Getaways: Lava Beds National Monument, a peaceful place linked to a bloody war
Follow a half a million years of volcanic activity with 12 centuries of human habitation and you’ll get California’s Lava Beds National Monument.
Located in the state’s remote northeastern corner and close to the Oregon border, Lava Beds is a place of stunning contradiction. It’s at once Dante’s Inferno and a slice of heaven, seemingly desolate yet teeming with life, a high and arid desert bound by fertile lakes and rich marshes. Though unusually quiet and peaceful, it’s best remembered for a long and bloody war between resident Modocs and the U. S. Cavalry.
The primary cause of all this splendor and desolation is nearby Medicine Lake volcano, which has been dozing for the past 1,000 years or so. That’s a mere blink of time, geologically speaking, but long enough for nature to have transformed the shallow basin at the volcano’s summit into a 640-acre lake bordered by graceful pines. In fact, much of the surrounding mountainous terrain - lava in origin - is heavily forested, dotted with streams and small lakes.
Fifteen miles distant, however, the hills descend, ending abruptly in a dry, flat and broad valley filled with deep craters, smooth cindercones and fields of hard black rock. This is Lava Beds National Monument, and though it appears at first glance to be utterly uninhabitable, it actually supports a wide diversity of plant and animal life.
More surprising, Lava Beds offers activities that include a hike through what is surely the nation’s most unusual battlefield. You can also visit a cliff wall emblazoned with thousands of ancient petroglyphs, explore underground lava tubes and observe thousands of birds during their yearly spring or fall migration.
The first people to settle the area, perhaps hunters in pursuit of game, arrived nearly 12,000 years ago, but almost nothing is known about them.

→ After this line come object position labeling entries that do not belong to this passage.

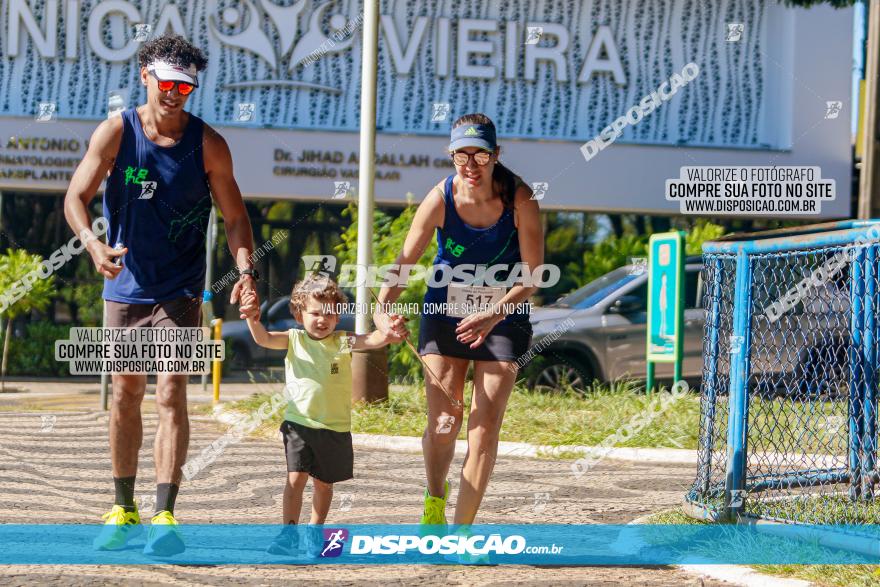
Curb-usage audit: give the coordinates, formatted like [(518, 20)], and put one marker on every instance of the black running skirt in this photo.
[(508, 341)]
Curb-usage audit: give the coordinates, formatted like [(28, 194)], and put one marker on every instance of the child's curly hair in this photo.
[(316, 286)]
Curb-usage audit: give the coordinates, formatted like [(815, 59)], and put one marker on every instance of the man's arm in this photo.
[(218, 166), (103, 147)]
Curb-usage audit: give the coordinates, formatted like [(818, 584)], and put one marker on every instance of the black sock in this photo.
[(124, 492), (166, 495)]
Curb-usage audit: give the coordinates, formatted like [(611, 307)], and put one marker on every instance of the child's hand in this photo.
[(399, 334), (250, 309)]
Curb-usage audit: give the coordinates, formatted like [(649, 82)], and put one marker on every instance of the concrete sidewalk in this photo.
[(56, 468)]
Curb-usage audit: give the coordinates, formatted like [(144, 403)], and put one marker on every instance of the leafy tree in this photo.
[(14, 266), (388, 236)]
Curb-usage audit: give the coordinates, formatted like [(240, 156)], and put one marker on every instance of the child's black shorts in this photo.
[(324, 454)]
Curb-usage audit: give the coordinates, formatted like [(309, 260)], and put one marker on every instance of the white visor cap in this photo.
[(169, 72)]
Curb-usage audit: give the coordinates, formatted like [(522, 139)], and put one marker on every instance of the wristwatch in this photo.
[(255, 275)]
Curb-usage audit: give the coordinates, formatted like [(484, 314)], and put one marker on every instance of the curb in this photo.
[(513, 449), (737, 574)]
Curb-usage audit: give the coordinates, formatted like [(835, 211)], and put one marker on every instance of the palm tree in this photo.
[(14, 266)]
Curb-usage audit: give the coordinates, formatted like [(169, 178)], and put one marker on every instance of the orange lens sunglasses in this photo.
[(184, 88)]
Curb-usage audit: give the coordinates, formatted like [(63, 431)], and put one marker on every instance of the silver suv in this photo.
[(607, 339)]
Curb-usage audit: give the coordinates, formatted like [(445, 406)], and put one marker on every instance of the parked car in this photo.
[(274, 315), (607, 339), (805, 352)]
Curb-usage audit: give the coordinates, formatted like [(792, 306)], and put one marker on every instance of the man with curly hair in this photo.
[(163, 165)]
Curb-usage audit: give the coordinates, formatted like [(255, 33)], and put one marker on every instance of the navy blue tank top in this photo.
[(157, 202), (459, 243)]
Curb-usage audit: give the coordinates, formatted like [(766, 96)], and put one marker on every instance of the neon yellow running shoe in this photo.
[(435, 507), (164, 538), (119, 527)]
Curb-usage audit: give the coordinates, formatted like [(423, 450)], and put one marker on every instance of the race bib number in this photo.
[(464, 300)]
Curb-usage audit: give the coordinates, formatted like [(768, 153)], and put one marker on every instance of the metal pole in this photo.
[(737, 422), (105, 377), (208, 295), (367, 174), (869, 110), (856, 374), (369, 368)]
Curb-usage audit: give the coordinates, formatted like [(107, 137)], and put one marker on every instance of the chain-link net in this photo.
[(811, 356)]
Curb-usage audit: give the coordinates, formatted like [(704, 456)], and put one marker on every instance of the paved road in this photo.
[(54, 466)]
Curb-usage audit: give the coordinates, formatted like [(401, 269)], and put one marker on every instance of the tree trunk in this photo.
[(5, 354), (616, 224)]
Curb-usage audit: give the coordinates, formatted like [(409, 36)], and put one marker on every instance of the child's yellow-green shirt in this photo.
[(318, 377)]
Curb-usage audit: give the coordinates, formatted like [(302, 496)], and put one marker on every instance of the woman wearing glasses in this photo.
[(483, 215)]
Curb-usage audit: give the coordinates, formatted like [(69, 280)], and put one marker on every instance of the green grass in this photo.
[(538, 418), (818, 509), (842, 575)]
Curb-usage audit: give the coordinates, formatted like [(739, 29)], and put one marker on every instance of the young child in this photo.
[(317, 421)]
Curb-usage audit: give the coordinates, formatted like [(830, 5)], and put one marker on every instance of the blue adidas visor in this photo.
[(472, 135)]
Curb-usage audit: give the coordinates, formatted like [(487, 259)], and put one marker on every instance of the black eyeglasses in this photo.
[(481, 158)]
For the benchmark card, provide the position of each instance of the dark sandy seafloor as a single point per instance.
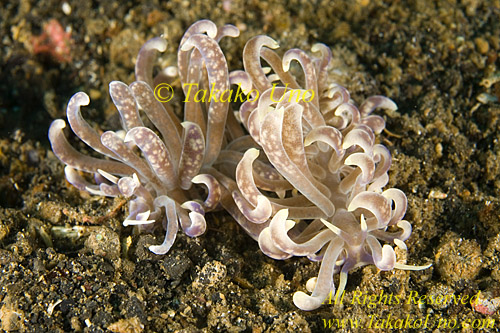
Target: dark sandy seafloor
(67, 263)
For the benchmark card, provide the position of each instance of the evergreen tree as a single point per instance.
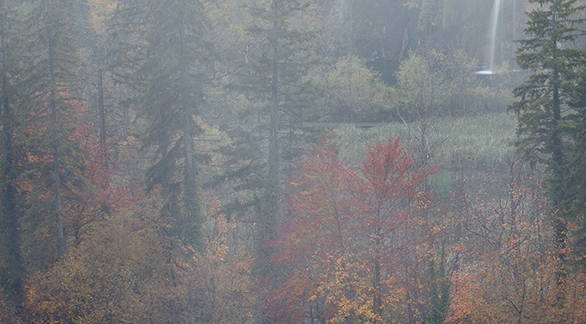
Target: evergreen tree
(53, 163)
(169, 65)
(542, 106)
(11, 269)
(275, 79)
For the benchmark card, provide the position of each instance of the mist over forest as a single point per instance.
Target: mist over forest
(292, 161)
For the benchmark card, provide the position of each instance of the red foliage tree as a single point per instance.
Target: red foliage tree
(353, 237)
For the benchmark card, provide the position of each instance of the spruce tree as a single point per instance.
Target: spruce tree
(169, 66)
(11, 269)
(47, 103)
(542, 107)
(275, 77)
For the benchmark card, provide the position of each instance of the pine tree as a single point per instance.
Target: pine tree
(11, 269)
(275, 79)
(169, 66)
(53, 159)
(542, 107)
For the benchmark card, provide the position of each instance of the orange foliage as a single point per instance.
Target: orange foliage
(508, 265)
(353, 238)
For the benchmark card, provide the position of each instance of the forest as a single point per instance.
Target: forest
(292, 161)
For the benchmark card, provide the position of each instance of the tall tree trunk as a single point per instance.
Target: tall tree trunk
(54, 127)
(12, 270)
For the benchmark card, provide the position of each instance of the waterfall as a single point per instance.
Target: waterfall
(491, 48)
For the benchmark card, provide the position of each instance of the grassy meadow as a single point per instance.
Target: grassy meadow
(474, 145)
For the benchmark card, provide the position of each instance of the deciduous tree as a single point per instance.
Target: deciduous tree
(356, 239)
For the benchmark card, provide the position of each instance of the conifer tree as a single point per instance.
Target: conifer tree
(542, 107)
(275, 78)
(169, 65)
(53, 159)
(11, 269)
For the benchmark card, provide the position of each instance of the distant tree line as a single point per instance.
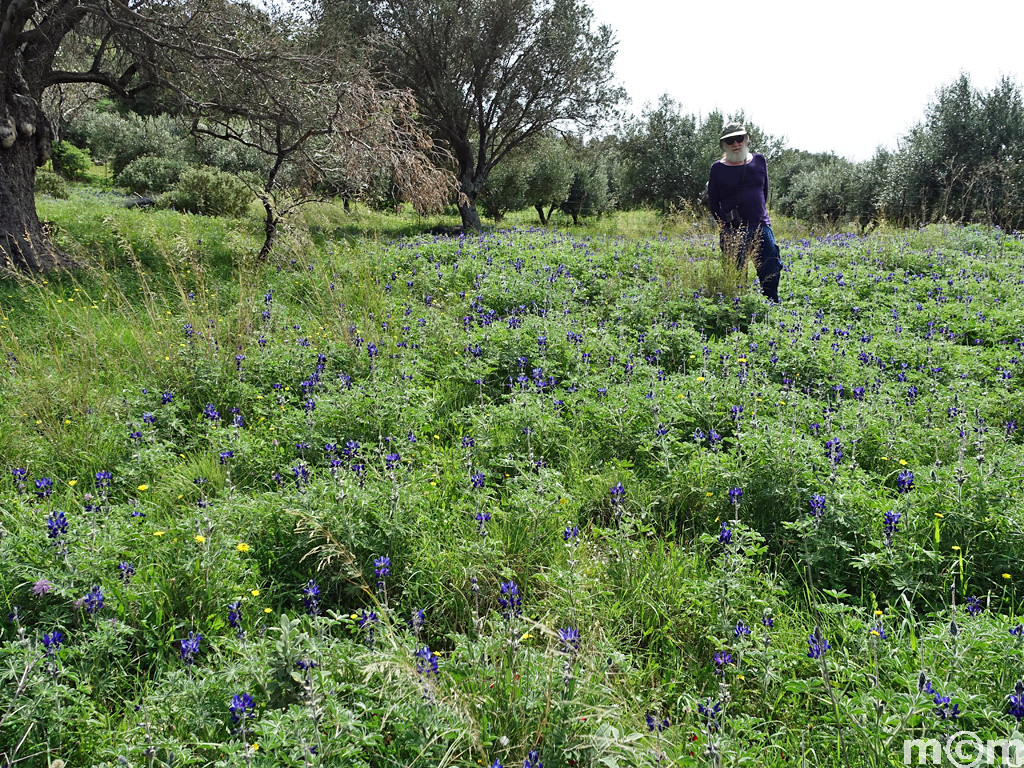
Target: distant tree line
(473, 102)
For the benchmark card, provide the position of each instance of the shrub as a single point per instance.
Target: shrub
(210, 193)
(151, 174)
(70, 162)
(51, 183)
(120, 139)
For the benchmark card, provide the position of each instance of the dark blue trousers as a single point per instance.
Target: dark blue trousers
(760, 242)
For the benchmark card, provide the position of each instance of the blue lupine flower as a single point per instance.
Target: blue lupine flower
(51, 642)
(617, 493)
(311, 598)
(974, 606)
(427, 664)
(127, 570)
(653, 724)
(44, 486)
(19, 475)
(418, 620)
(710, 711)
(817, 646)
(834, 449)
(510, 601)
(1016, 708)
(904, 481)
(243, 708)
(817, 503)
(722, 659)
(725, 535)
(189, 647)
(56, 524)
(93, 600)
(943, 710)
(569, 639)
(102, 480)
(891, 526)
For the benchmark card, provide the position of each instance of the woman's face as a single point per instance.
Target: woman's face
(735, 152)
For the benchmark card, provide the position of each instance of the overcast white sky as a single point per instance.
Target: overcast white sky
(827, 76)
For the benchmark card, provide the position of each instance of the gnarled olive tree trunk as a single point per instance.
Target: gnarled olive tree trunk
(25, 144)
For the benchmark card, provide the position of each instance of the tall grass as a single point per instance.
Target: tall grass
(606, 417)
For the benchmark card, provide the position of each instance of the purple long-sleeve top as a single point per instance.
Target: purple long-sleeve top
(742, 186)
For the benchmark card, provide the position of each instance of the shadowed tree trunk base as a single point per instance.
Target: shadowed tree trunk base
(25, 245)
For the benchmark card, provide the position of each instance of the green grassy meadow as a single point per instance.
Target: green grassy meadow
(571, 497)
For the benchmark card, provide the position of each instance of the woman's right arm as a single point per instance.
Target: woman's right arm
(713, 195)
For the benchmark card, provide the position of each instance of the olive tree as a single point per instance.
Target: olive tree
(227, 62)
(489, 76)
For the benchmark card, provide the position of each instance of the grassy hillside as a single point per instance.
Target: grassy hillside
(571, 497)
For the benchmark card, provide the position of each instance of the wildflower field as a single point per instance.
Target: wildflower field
(529, 498)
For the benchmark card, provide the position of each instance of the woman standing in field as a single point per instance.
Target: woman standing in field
(737, 195)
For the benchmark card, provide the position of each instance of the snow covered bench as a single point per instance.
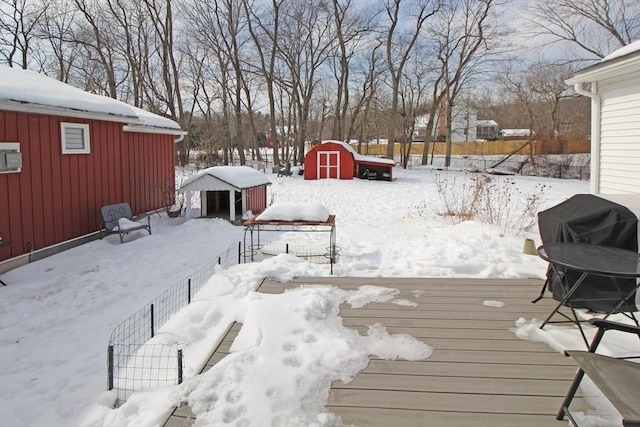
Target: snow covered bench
(118, 219)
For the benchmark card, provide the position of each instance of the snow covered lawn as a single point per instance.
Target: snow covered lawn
(56, 315)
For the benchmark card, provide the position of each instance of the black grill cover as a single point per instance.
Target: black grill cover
(585, 218)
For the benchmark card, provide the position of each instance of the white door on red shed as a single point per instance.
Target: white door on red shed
(328, 164)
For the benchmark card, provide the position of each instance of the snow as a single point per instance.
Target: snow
(20, 87)
(295, 212)
(57, 313)
(241, 177)
(360, 157)
(625, 50)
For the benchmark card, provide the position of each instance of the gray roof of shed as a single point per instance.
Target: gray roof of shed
(218, 178)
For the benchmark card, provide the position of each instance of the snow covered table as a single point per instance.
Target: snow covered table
(283, 218)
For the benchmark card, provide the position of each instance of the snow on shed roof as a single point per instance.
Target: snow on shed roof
(362, 158)
(625, 50)
(25, 90)
(239, 177)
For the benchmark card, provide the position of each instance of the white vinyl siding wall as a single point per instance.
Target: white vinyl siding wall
(620, 135)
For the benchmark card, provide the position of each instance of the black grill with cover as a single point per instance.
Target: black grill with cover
(585, 218)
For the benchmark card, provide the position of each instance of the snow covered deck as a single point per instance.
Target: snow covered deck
(479, 374)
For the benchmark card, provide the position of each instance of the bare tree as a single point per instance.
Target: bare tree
(264, 27)
(351, 26)
(19, 20)
(305, 44)
(596, 27)
(463, 38)
(56, 29)
(399, 43)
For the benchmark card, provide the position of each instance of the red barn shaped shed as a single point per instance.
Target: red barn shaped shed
(65, 153)
(338, 160)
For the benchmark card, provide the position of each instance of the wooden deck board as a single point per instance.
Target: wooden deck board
(479, 374)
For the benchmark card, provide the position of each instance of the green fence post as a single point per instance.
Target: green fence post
(151, 313)
(179, 366)
(110, 367)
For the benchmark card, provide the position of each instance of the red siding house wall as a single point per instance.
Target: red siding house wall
(329, 160)
(338, 160)
(56, 197)
(257, 199)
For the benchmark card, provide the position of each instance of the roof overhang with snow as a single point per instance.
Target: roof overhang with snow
(30, 92)
(225, 178)
(359, 158)
(621, 62)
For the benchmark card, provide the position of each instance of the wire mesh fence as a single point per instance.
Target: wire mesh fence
(135, 364)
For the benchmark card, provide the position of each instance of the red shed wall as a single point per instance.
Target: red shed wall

Their eventual successors, the Modocs, settled along the shores of nearby Tule Lake and beside the Monument’s present-day Indian Well Cave. They built domed dwellings from reeds and feasted on fish, waterfowl, game, edible bulbs and seeds.
This pleasant existence ended soon after European settlers began arriving in the mid-19th century, claiming Modoc grounds for themselves. Uprooted from their land, the Modocs were moved against their will to a reservation in Oregon and forced to live with their traditional enemies, the Klamaths. Eventually they rebelled, left the reservation and returned to the Lava Beds.
In November 1872, troops arrived from Fort Klamath to remove the Modocs once again. Fighting broke out and the troops set the village afire. The Modocs fled, taking refuge in the nearby lava fields with their twisted black cliffs, deep clefts and fissures, jagged boulders, shallow caves, and narrow trenches - an uncomfortable terrain that offered invisibility, a tremendous tactical advantage. From within their lava fortress, the Modocs could move about without being seen and fire on the soldiers who were totally exposed on the flat valley floor.
For the next eight months, under the leadership of Kientpoos, known popularly as Captain Jack, 160 Modoc men, women and children defended their stronghold against more than 1,000 U.S. Cavalry soldiers. They survived the winter, but they surrendered in June, half-starved and broken in spirit. Captain Jack was hanged in October, almost a year after the Modoc War began.
Today a walk through the battlefield, known as Captain Jack’s Stronghold, is a unique experience. Trail markers clue visitors to important highlights of the long siege: a steep spot where the shaman’s medicine flags hung, protecting the tribe with magical powers; the craggy rock that served as Captain Jack’s command post; the knoll that doubled as a speaker’s platform during war councils.
If you visit during summer, it’s best to tour the Stronghold in the cool of morning. Later, when the day grows too warm for hiking, you can cool off by traveling underground to tour the Monument’s most intriguing geological feature, lava tubes.
The tubes are formed when lava is about 1,800°F and rapidly running. The surface, exposed to far cooler air temperatures, slows and hardens, but the inner flow continues on its course. Eventually, when the volcano stops erupting, the flow drains off and a tunnel, or tube, is left beneath the hardened outer shell. Tubes tend to be long and narrow but occasionally broaden out; they resemble, and are often called, caves.
The Monument contains hundreds of lava tubes, and they’re all different. A few hold ancient rock paintings, or pictographs. Some have icy floors. You can walk comfortably through many, but others are so small you must slither and crawl. A number have interconnecting branches or different levels. Most are in their natural state - that is, unimproved - but some have had ladders installed to enable easier access.